Selective schools closures has been considered as a means of reducing transmission between children and hence reducing the number of cases at the peak of an epidemic but new research led by researchers at the University of Warwick shows that limited school closures are ineffective and that only significant widespread school closures would have real effect on the spread of a epidemic and the strain placed on hospital intensive care units.
"Influenza potentially places an extreme burden on local health services," says Dr. Thomas House from the University of Warwicks Mathematics Institute, and the Universitys Complexity Science research group. "This was observed in both the 2009-2010 swine flu pandemic and this year's seasonal flu outbreak. Our work uses mathematical models to assess how school closures reduce the burden on particular hospitals. Although sustained national closures of schools can be very effective, they are costly and disruptive, and can even prevent parents in the health service from responding to any epidemic. We find in the worst cases, that short duration, localized closures cannot fully prevent some hospitals exceeding capacity. This means, when facing the threat of a severe pandemic, a coordinated and possibly extended period of school closures may be necessary."
The researchers found that even with broadly optimistic assumptions about school closures the proportion of hospitals above capacity in their intensive care units cannot be brought to zero and only achieves its lowest value of 12 percent when there is a coordinated closure of at least 30 percent of all English schools. In fact if less optimistic (but more realistic) assumptions are made about the timing and selection of closures there is no significant difference on the strain put on intensive care units until at least 50 percent of all English schools are closed.

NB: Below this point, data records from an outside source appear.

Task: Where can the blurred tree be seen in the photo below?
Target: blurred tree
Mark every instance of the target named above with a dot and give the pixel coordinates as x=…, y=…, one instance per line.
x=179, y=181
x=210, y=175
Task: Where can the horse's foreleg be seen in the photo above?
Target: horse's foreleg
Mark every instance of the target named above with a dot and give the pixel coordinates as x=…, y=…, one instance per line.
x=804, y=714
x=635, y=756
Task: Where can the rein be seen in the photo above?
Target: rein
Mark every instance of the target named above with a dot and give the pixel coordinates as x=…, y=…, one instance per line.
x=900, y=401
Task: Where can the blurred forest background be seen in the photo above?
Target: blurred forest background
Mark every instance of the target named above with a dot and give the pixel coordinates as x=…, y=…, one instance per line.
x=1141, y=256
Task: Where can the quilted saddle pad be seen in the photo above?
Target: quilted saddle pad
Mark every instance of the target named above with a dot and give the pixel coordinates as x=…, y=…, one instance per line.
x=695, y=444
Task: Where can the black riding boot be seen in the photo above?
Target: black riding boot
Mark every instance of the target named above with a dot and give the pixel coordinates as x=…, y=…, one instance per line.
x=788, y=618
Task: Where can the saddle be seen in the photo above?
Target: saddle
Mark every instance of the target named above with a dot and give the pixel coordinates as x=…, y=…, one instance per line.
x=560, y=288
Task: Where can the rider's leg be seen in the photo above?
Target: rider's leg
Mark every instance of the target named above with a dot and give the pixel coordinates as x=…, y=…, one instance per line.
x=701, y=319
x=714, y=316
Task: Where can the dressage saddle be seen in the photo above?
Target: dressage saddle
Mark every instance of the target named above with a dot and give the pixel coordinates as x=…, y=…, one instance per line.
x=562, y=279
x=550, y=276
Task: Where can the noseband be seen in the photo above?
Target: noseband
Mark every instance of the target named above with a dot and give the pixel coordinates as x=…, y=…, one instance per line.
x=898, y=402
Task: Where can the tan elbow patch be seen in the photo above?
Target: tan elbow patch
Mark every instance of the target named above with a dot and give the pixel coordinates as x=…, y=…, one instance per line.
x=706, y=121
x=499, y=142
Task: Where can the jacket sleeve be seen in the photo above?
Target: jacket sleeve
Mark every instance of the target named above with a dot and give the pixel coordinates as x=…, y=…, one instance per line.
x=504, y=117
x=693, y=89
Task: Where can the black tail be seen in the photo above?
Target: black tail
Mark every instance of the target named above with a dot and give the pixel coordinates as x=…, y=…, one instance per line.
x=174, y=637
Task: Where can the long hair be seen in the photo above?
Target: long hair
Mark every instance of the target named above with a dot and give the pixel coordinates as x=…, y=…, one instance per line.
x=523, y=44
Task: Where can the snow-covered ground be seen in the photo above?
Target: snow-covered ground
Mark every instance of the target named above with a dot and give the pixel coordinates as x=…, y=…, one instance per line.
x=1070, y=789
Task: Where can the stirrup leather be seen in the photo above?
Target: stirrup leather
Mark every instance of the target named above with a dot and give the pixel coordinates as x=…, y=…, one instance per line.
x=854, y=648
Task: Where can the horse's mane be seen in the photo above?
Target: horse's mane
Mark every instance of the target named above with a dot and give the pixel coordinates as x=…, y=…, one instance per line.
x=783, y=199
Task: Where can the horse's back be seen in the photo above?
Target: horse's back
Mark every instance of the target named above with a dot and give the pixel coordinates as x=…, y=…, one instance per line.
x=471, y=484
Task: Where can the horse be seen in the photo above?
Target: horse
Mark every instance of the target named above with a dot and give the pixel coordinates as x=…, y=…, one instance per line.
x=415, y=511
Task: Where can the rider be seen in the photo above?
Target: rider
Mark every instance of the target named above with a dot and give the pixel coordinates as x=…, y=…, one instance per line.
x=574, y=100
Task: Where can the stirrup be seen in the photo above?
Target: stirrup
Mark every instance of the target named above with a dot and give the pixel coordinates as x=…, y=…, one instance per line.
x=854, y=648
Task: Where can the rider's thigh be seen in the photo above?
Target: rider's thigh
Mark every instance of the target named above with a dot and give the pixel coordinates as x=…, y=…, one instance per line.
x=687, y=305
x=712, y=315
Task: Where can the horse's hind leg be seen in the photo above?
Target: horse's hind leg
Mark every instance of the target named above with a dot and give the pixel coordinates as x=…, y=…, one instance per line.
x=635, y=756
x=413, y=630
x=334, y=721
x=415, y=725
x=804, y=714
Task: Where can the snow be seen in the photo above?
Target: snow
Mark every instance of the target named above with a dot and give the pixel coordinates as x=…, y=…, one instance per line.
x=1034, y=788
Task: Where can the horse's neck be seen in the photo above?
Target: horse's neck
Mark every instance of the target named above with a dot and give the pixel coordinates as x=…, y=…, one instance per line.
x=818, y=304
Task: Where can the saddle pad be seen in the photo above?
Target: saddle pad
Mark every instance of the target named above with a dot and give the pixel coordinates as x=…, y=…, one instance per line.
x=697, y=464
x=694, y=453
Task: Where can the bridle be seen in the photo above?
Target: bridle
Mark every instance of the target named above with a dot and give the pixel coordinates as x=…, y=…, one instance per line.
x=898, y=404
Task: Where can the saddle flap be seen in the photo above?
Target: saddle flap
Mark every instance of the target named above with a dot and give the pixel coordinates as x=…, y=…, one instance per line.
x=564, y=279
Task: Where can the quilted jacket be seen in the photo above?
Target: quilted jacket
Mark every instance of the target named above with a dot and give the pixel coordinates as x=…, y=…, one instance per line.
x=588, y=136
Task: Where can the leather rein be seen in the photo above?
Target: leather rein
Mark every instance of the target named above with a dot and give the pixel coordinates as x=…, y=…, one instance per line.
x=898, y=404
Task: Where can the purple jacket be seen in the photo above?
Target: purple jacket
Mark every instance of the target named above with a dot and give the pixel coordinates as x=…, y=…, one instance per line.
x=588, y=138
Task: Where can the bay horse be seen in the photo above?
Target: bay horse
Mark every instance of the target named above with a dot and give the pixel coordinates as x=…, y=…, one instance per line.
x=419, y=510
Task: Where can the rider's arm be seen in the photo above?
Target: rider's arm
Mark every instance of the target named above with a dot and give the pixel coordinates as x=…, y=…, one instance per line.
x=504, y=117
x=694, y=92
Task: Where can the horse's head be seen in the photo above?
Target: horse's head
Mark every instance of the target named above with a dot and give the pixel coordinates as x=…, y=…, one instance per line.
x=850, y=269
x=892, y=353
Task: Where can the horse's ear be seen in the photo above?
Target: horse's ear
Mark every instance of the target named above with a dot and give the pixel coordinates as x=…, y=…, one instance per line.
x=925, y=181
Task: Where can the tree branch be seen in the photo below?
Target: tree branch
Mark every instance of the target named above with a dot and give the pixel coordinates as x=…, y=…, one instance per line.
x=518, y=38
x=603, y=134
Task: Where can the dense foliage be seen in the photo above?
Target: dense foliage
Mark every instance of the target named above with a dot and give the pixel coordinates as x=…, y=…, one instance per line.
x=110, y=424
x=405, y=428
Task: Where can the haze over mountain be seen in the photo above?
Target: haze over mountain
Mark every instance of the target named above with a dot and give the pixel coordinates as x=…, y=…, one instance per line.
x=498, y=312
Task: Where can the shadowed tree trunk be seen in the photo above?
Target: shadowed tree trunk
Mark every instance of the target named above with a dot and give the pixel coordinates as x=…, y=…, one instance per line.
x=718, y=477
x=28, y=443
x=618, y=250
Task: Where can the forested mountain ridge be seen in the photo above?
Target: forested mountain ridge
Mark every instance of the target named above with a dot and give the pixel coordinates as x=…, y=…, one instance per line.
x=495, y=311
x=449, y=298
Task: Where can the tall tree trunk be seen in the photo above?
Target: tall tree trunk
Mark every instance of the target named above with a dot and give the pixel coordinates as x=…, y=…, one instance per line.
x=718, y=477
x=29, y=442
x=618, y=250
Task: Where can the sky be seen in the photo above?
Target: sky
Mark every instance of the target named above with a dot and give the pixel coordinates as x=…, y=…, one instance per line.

"Our work supports the decision not to close schools as a control measure during the 2009-2010 swine flu pandemic," says House. "If a pandemic is serious enough to require measures like school closures, then they need to be well timed and large scale to have much effect."
The Warwick research team appealed for more public help to create even bigger data sets to help future modeling of these problems that could help inform decision making in future epidemics. "The results in this work rely on existing information about local schools and hospitals, and yet tell us a lot about our ability to control pandemics. Yet, if we wish to devise more refined control methods, we need far more information about people's contact patterns and the behaviour of flu in the UK," says University of Warwick researcher Matt Keeling. "Anyone can help with this by filling in the survey at our website www.contactsurvey.org, and by registering symptoms with our colleagues at www.flusurvey.org.uk."
The new research has just been published in Proceedings of the Royal Society B and is titled, Modelling the impact of local reactive school closures on critical care provision during an influenza pandemic" by T. House, M. Baguelin, A. J. van Hoek, P. J. White, Z. Sadique, K. Eames, J. M. Read, N. Hens, A. Melegaro, W. J. Edmunds, M. J. Keeling.